01-31-2016 08:15 AM
I have a dataset of subjects and their covariates, over time (for each subject I have multiple rows representing multiple time points). I wish to perform a bootstraping with replacement, i.e., if my current N is 20 subjects, I wish to create a file of 100 subjects, while keeping all their characteristics. This data will then be used in some model. Since modelling is the purpose, I need to get a column of unique ID's. Example: If subject #1 is chosen 3 times (and I have 5 time points), then I will have 15 rows with ID = 1, while I need 3 times 5 rows with uniqe ID's, such as 1a, 1b and 1c (of course the coding is not important to me, it can be anything).
My current code is:
proc surveyselect data = original_data method = urs sampsize = 100 rep = 1 seed = 12345 out = Sample_WR; id _all_; samplingunit ID; run;
I tried looking at the help of the procedure but didn't find it. How do I keep unique ID's of my samples, rather than my subject ID's ?
What I basically need is a column counting the samples: sample1, sample2, ....sample100.
Thank you !
01-31-2016 08:51 AM
I think I may undstand what you want and as far as I can tell you will need to create the variable.

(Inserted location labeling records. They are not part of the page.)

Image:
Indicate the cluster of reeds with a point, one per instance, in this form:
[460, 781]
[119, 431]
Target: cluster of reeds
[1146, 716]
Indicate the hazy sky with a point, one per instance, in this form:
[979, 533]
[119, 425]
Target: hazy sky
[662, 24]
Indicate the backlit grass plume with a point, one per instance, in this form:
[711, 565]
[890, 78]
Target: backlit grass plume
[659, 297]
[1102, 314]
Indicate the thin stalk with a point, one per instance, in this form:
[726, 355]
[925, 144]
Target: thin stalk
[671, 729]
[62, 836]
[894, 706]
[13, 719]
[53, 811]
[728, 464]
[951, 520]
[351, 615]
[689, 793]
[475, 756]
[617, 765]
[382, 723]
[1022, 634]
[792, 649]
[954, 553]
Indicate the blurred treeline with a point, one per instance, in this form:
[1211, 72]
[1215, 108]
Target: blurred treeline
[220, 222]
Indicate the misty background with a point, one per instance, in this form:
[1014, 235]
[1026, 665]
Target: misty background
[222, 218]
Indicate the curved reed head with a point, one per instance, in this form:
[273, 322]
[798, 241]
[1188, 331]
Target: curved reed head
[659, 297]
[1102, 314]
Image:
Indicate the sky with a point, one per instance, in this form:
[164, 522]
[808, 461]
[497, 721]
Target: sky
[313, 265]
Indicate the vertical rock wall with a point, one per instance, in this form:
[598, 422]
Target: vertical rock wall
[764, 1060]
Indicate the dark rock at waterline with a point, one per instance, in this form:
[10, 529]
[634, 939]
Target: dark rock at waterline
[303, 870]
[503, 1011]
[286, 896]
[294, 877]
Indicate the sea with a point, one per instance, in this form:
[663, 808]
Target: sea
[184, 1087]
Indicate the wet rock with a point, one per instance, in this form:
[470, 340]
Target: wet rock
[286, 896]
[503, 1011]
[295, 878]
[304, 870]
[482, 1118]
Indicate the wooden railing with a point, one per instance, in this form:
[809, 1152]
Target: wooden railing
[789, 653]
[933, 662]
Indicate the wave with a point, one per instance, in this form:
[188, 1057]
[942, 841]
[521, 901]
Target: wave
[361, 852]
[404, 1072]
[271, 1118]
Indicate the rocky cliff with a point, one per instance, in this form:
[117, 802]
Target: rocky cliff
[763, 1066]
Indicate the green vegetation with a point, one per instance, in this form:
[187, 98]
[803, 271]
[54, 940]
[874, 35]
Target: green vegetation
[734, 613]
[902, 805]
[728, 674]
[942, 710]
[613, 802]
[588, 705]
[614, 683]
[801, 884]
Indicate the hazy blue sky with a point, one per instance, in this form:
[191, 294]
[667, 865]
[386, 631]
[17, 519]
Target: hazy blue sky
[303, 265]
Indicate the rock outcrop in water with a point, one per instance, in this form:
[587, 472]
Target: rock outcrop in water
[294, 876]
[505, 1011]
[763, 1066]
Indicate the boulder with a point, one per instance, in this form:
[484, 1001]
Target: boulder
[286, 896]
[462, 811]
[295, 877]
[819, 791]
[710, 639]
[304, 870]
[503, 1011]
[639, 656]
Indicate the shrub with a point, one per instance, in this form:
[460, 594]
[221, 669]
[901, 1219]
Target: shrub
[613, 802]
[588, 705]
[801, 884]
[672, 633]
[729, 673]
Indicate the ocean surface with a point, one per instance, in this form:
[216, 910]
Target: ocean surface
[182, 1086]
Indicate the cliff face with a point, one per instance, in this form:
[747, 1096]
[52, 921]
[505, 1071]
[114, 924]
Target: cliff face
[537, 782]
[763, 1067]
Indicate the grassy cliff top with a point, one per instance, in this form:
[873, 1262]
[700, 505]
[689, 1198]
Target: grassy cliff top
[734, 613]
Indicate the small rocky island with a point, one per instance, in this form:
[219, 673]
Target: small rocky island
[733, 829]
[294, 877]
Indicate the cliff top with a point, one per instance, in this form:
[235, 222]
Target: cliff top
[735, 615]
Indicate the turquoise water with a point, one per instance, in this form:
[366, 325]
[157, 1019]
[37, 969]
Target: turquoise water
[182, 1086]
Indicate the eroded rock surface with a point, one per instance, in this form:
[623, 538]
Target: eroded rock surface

proc surveyselect data = sashelp.shoes method=urs sampsize=50 rep=1 seed=12345 out=Sample_WR; id _all_; samplingunit region Subsidiary; run; data sample_wr; set sample_wr; do sampleUnitID=1 to numberhits; output; end; run; proc sort data=sample_wr; by Replicate region Subsidiary sampleUnitID; run; data sample_wr; set sample_wr; by Replicate region Subsidiary sampleunitid; if first.Replicate then sampleID = 0; if first.sampleunitid then sampleID + 1; run; proc print; where numberhits gt 1; run;
01-31-2016 06:05 PM
Here is a straitforward approach:
/* example data */ data test; call streaminit(12345); do id = 1 to 5; do t = 1 to rand("Poisson", 4); x = rand("NORMAL"); output; end; end; drop t; run; /* Add variable n = cluster size */ proc sql; create table test0 as select *, count(*) as n from test group by id; quit; /* Select sample with replacement */ proc surveyselect data=test0 out=sample0 method=urs sampsize=10 outhits seed=54321; cluster id; id n x; run; /* Generate new IDs */ data sample; set sample0; by id; if first.id then i = 0; i + 1; newId + mod(i, n) = 1; drop i id n numberHits; run;